EX-5 4 c77894exv5.htm EX-5 OPINION AND CONSENT OF HOLLAND & HART LLP exv5
 

Exhibit 5

HOLLAND & HART LLP
ATTORNEYS AT LAW

         
DENVER • ASPEN
BOULDER • COLORADO SPRINGS
DENVER TECH CENTER
BILLINGS • BOISE • CASPER
CHEYENNE • JACKSON HOLE
SALT LAKE CITY • SANTA FE
WASHINGTON, D.C
  SUITE 3200
555 SEVENTEENTH STREET
DENVER, COLORADO 80202-3979
MAILING ADDRESS
P.O. BOX 8749
DENVER, COLORADO 80201-8749
  TELEPHONE (303) 295-8000 FACSIMILE (303) 295-8261

June 24, 2003

First Interstate BancSystem, Inc.
401 North 31st Street
Billings, Montana 59101

Ladies and Gentlemen:

     We have acted as counsel to First Interstate BancSystem, Inc., a Montana corporation (the “Company”), in connection with the registration under the Securities Act of 1933 (the “Act”) of 1,500,000 shares of the Company’s common stock, no par value (the “Shares”), to be offered upon the terms and subject to the conditions set forth in the First Interstate BancSystem, Inc. 2001 Stock Option Plan (the “Plan”).

     In connection therewith, we have examined originals or copies, certified or otherwise identified to our satisfaction, of the Articles of Incorporation of the Company, the Bylaws of the Company, the Plan, records of relevant corporate proceedings with respect to the offering of the Shares and such other documents, instruments and corporate proceedings with respect to the offering of the Shares as we have deemed necessary or appropriate.
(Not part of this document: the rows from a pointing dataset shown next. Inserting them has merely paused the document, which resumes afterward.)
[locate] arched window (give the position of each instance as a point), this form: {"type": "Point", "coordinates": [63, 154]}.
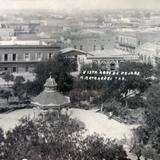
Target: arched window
{"type": "Point", "coordinates": [112, 66]}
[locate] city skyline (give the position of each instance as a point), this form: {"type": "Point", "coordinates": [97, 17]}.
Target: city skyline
{"type": "Point", "coordinates": [79, 4]}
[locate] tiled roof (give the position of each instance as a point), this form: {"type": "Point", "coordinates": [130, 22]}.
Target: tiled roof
{"type": "Point", "coordinates": [50, 99]}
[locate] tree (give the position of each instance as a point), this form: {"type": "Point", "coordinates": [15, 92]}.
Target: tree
{"type": "Point", "coordinates": [60, 68]}
{"type": "Point", "coordinates": [57, 138]}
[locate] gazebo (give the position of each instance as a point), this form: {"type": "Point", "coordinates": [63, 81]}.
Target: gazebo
{"type": "Point", "coordinates": [50, 98]}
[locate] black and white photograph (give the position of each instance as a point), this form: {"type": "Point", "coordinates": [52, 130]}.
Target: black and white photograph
{"type": "Point", "coordinates": [79, 79]}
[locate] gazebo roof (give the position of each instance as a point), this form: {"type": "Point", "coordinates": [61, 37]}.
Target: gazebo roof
{"type": "Point", "coordinates": [50, 97]}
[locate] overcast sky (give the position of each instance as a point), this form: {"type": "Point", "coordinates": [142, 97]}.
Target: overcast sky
{"type": "Point", "coordinates": [79, 4]}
We have also reviewed (a) the Company’s Registration Statement on Form S-8 (the “Registration Statement”) filed under the Act with the Securities and Exchange Commission (the “Commission”) covering 750,000 of the Shares on September 17, 2001 and (b) Post-Effective Amendment No. 1 to the Registration Statement covering an additional 750,000 of the Shares to be filed with the Commission on June 25, 2003.

     We have assumed the authenticity and completeness of all records, certificates and other instruments submitted to us as originals, the conformity to original documents of all records, certificates and other instruments submitted to us as copies, the authenticity and completeness of the originals of those records, certificates and other instruments submitted to us as copies and the correctness of all statements of fact contained in all records, certificates and other instruments that we have examined.

 


 

HOLLAND & HART LLP
ATTORNEYS AT LAW

First Interstate BancSystem, Inc.
June 24, 2003
Page 2

     Based on the foregoing, we are of the opinion that the Shares have been duly authorized and, when issued in accordance with the terms of the Plan, will be validly issued, fully paid and non-assessable.

     The opinion expressed herein is based solely upon and is limited to the general corporation laws of the State of Montana and the federal laws of the United States of America, to the extent applicable.

     We hereby consent to the filing of this opinion as an exhibit to the Registration Statement.